In Goldfinger, the plan of the title character (Gert Fröbe) is to detonate a small but “particularly dirty” atomic bomb—supplied by the Red Chinese—in the repository, thereby effectively eliminating access to the entire US gold reserve for fifty-eight years. The resulting economic chaos in the West will please the Chinese, and the value of Goldfinger’s smuggled gold hoard will increase tenfold.
Although director Guy Hamilton’s film crew was allowed to film on the base, where his cameras caught the actions of hundreds of US soldiers as they fall “unconscious,” the crew was forbidden to film inside or near the actual gold repository. With the building and its vaults a key setting in the film, production designer Ken Adam was asked to recreate the full-size exterior of the repository on the backlot at England’s Pinewood Studios. It was built complete with a huge concrete driveway and iron fencing. Its enormous, multistory interior was constructed inside a soundstage, where Adam stacked gold four stories high.

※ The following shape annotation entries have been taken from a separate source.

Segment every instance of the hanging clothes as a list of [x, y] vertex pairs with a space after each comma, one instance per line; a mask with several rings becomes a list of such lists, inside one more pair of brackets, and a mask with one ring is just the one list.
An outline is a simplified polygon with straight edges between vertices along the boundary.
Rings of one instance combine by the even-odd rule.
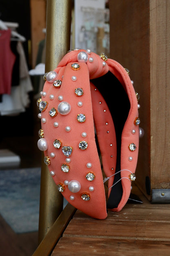
[[11, 30], [0, 30], [0, 94], [10, 94], [16, 57], [11, 48]]

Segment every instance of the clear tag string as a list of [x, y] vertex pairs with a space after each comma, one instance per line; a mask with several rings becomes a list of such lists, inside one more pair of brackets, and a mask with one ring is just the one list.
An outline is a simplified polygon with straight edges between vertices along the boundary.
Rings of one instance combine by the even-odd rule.
[[[105, 182], [107, 181], [108, 181], [108, 180], [109, 180], [110, 178], [111, 178], [111, 177], [113, 177], [113, 176], [114, 176], [114, 175], [116, 175], [116, 174], [118, 174], [118, 173], [119, 173], [119, 172], [121, 172], [121, 171], [129, 171], [131, 174], [132, 173], [131, 171], [130, 171], [129, 170], [128, 170], [127, 169], [123, 169], [122, 170], [121, 170], [120, 171], [117, 171], [117, 172], [115, 173], [114, 174], [112, 174], [112, 175], [111, 175], [110, 177], [107, 177], [107, 178], [105, 178], [105, 179], [104, 180], [104, 181], [103, 181], [103, 183], [105, 183]], [[114, 186], [116, 185], [116, 184], [117, 183], [118, 183], [118, 182], [120, 181], [121, 181], [121, 180], [122, 180], [123, 178], [126, 178], [126, 179], [128, 179], [129, 181], [130, 180], [128, 178], [127, 178], [126, 177], [123, 177], [121, 179], [120, 179], [120, 180], [119, 180], [119, 181], [118, 181], [116, 183], [115, 183], [114, 184], [113, 184], [111, 187], [109, 187], [108, 189], [109, 190], [110, 189], [112, 188], [112, 187], [113, 187]]]

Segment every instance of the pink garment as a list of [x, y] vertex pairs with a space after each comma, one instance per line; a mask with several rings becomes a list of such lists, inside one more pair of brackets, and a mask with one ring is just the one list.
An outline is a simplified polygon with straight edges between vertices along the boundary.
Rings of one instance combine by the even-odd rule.
[[16, 56], [10, 47], [11, 30], [0, 30], [0, 94], [11, 93]]

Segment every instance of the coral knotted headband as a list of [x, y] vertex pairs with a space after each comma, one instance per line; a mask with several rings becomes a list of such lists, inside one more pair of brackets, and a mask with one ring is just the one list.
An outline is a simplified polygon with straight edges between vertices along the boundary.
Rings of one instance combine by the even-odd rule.
[[107, 208], [124, 206], [135, 178], [140, 120], [127, 71], [104, 54], [76, 50], [44, 77], [37, 104], [45, 162], [68, 202], [104, 219]]

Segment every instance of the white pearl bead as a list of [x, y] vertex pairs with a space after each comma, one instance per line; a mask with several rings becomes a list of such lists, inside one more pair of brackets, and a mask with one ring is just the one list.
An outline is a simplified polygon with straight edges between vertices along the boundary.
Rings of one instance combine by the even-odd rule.
[[59, 101], [63, 101], [63, 96], [62, 95], [59, 95], [58, 97], [58, 99]]
[[143, 128], [139, 128], [139, 138], [142, 138], [145, 134], [145, 132]]
[[59, 104], [58, 110], [60, 114], [65, 115], [70, 112], [71, 106], [68, 102], [63, 101]]
[[41, 138], [38, 141], [38, 147], [41, 151], [45, 151], [48, 149], [48, 143], [44, 138]]
[[82, 107], [83, 102], [82, 101], [78, 101], [78, 102], [77, 103], [77, 105], [78, 107]]
[[46, 95], [47, 95], [47, 92], [45, 92], [45, 91], [42, 91], [42, 96], [43, 96], [43, 97], [45, 97]]
[[134, 134], [136, 133], [136, 130], [132, 130], [131, 132], [132, 134]]
[[38, 115], [38, 118], [41, 119], [42, 117], [42, 115], [41, 113], [39, 113]]
[[50, 99], [50, 100], [54, 100], [54, 96], [53, 95], [53, 94], [51, 94], [49, 96], [49, 98]]
[[54, 152], [51, 152], [51, 153], [50, 153], [50, 156], [51, 157], [53, 158], [56, 156], [56, 154], [54, 153]]
[[75, 82], [77, 80], [77, 78], [75, 75], [73, 75], [73, 76], [72, 77], [72, 81]]
[[70, 126], [66, 126], [65, 128], [66, 132], [70, 132], [71, 130], [71, 127]]
[[94, 191], [94, 187], [93, 186], [90, 186], [89, 187], [89, 191]]
[[50, 174], [51, 176], [55, 176], [56, 174], [55, 173], [55, 171], [51, 171]]
[[92, 51], [91, 50], [90, 50], [89, 49], [87, 49], [86, 50], [86, 52], [87, 53], [88, 53], [89, 54], [90, 54], [90, 53], [92, 52]]
[[65, 185], [66, 185], [66, 186], [67, 186], [68, 184], [69, 184], [69, 181], [68, 181], [67, 180], [65, 180], [65, 181], [64, 181], [64, 184], [65, 184]]
[[55, 71], [50, 71], [46, 75], [46, 80], [49, 82], [54, 82], [57, 75], [57, 73]]
[[70, 199], [70, 200], [71, 200], [72, 201], [74, 200], [75, 199], [75, 197], [74, 197], [74, 196], [72, 195], [71, 196], [70, 196], [69, 199]]
[[73, 193], [77, 193], [81, 189], [81, 184], [78, 181], [73, 180], [69, 182], [68, 188]]
[[87, 168], [92, 168], [92, 163], [88, 162], [86, 166]]
[[59, 126], [59, 123], [58, 122], [54, 122], [53, 124], [54, 127], [58, 127]]
[[42, 119], [41, 121], [43, 123], [45, 123], [47, 122], [46, 119], [44, 118]]
[[79, 62], [86, 63], [88, 60], [88, 55], [85, 52], [81, 52], [77, 55], [77, 60]]
[[93, 62], [93, 58], [92, 58], [91, 57], [90, 58], [89, 58], [89, 62], [91, 63], [92, 62]]
[[69, 164], [71, 162], [70, 158], [67, 158], [65, 159], [65, 162]]
[[85, 132], [83, 132], [81, 134], [81, 136], [83, 138], [85, 138], [86, 137], [87, 137], [87, 133], [86, 133]]

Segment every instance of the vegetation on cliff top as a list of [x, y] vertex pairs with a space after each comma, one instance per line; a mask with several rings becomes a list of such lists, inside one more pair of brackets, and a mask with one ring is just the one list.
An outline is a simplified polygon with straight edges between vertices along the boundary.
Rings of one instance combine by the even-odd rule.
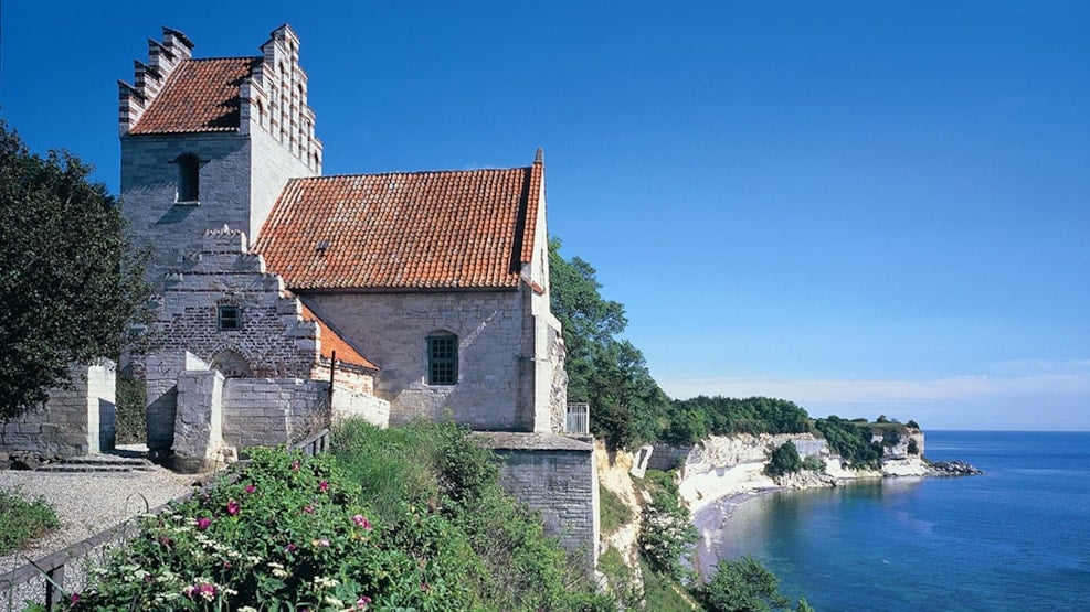
[[334, 454], [255, 449], [140, 524], [55, 610], [616, 609], [449, 423], [351, 422]]

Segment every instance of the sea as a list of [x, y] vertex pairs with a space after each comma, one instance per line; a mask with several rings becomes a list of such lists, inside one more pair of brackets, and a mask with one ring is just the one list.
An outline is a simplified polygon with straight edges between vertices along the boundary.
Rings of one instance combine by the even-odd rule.
[[928, 431], [924, 454], [985, 474], [760, 495], [705, 554], [817, 611], [1090, 609], [1090, 432]]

Explained Adam, “The very nature of a gold repository is very dull. You can’t stack gold very high because of weight problems and questions of transportation. The ingots need to be stored in small chambers situated along narrow tunnels. And there’s simply no drama in a series of little rooms. In my case, I stacked gold bars forty feet high under a gigantic roof. I had a whole crew of men polishing the metalwork so that it would shine when we turned the lights on. And it was the perfect place to stage the final battle between Bond (Sean Connery) and Oddjob (Harold Sakata). It was like a golden arena, and Bond was able to use gold bars as weapons.”[1]
Film editor Peter Hunt, who marveled at Adam’s creations, remembered the day the two of them were told they couldn’t visit the interior of the real Fort Knox repository. “I told this nice American liaison from the Treasury Department that it was ridiculous not to let us take a look at the vault area,” said Hunt. “After all, what were they afraid of, anyway? And he told me, ‘Don’t you understand? You all think there is a lot of gold in there, but in actuality there is nothing in there at all. We can’t let you know that.’ Whether he was telling the truth or not, both Ken and I thought that would have been a great ending for the film: Goldfinger breaks into the world’s largest bank and finds nothing.”[2]
[1] Ken Adam, interview by Steven Jay Rubin, London, June 17, 1977.
[2] Peter Hunt, interview by Steven Jay Rubin, London, June 21, 1977.